Si une remontée des libéraux dans les intentions de vote était due au déclin du Parti progressiste-conservateur, alors ils pourraient leur arracher les circonscriptions de Moncton Nord-Ouest et Moncton Sud-Ouest. Les bleus ont remporté ces sièges par une faible marge en 2018. Puis, la présence d’un candidat de l’Alliance des gens dans Moncton sud-ouest, contrairement à il y a deux ans, pourrait aider les libéraux, dit l’analyste.

D’autre part, si les libéraux volent des votes aux verts, ils pourraient chercher à regagner les sièges de Kent Nord et de Memramcook-Tantramar qu’ils ont perdus aux mains des verts en 2018, avance Eric Grenier.

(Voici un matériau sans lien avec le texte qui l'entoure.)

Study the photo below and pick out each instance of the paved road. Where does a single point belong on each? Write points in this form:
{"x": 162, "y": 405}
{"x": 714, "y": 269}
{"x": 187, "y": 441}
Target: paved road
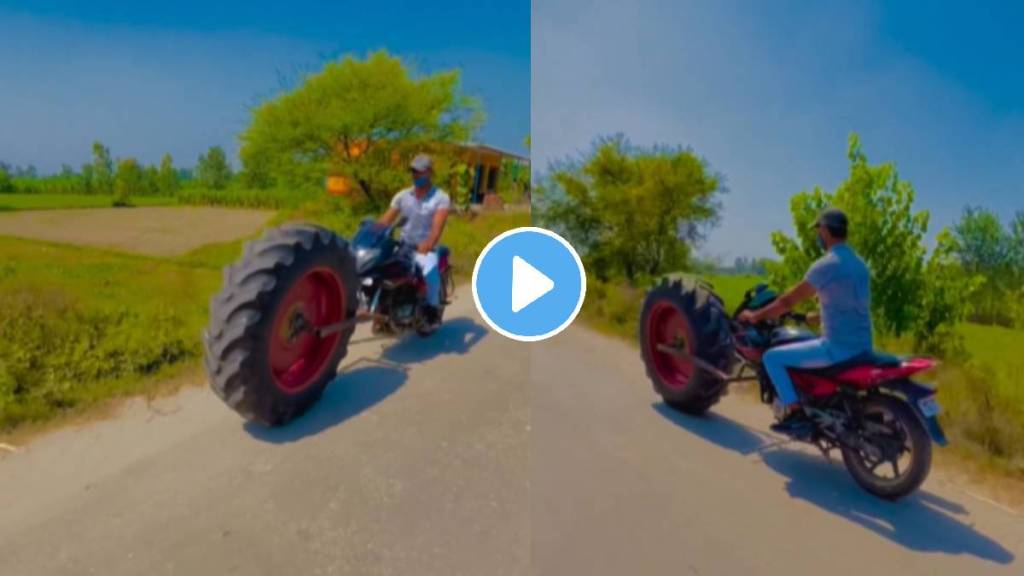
{"x": 472, "y": 454}
{"x": 414, "y": 462}
{"x": 621, "y": 485}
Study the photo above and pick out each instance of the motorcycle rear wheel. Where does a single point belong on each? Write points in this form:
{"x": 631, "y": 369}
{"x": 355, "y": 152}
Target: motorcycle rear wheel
{"x": 893, "y": 413}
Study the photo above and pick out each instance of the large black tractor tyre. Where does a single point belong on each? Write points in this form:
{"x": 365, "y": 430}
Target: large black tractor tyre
{"x": 262, "y": 357}
{"x": 685, "y": 313}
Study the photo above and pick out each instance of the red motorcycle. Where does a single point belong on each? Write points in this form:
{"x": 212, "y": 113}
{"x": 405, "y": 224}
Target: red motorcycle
{"x": 882, "y": 421}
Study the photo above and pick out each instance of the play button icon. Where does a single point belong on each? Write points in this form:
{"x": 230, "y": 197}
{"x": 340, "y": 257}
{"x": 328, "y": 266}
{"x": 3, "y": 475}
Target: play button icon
{"x": 528, "y": 284}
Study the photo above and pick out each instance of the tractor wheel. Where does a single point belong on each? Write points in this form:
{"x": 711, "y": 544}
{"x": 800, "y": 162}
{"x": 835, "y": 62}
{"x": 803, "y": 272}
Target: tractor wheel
{"x": 683, "y": 313}
{"x": 262, "y": 355}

Les Verts ont besoin des votes des deux partis en tête s’ils veulent gagner

Remporter de nouveaux sièges pour le leader des verts David Coon ne sera pas chose facile. Son parti en a gagné trois en 2018, mais n’a terminé en seconde position que dans deux autres : Restigouche-Ouest et Restigouche-Chaleur. Les verts ont terminé à 21 et 54 points, respectivement, derrière les libéraux dans ces deux circonscriptions. Le parti devra faire de très bons scores chez les francophones de la province afin de pouvoir se lancer dans la compétition dans ces circonscriptions, prévient Eric Grenier.

Fredericton, où les verts ont remporté un siège aux élections fédérales d’octobre 2019, est plus prometteur, mais seulement si le soutien aux progressistes-conservateurs diminue. Les sondages suggèrent que les bleus ont soutiré beaucoup de partisans à l’Alliance des gens dans la ville et ses environs. Si ces intentions de vote se concrétisent le jour des élections, les verts auront du mal à remporter de nouveaux sièges avec les seuls votes des libéraux, ajoute l’analyste.

David Coon, chef du Parti vert du Nouveau-Brunswick.

Les Verts devront aller chercher des votes aux libéraux et aux progressistes-conservateurs s’ils veulent faire élire plus de candidats qu’en 2018.

Photo : Radio-Canada

L’Alliance des gens doit aussi miser sur une baisse de popularité du parti de Blaine Higgs pour qu’elle puisse espérer conserver les trois sièges qu’elle a remportés lors des dernières élections. La balance du pouvoir dans un potentiel gouvernement minoritaire en dépend également.

En fin de compte, le sort des quatre partis et de leurs dirigeants pourrait se résumer à une poignée de sièges.

Le chemin vers la victoire semble toutefois plus facile pour Higgs, conclut Eric Grenier.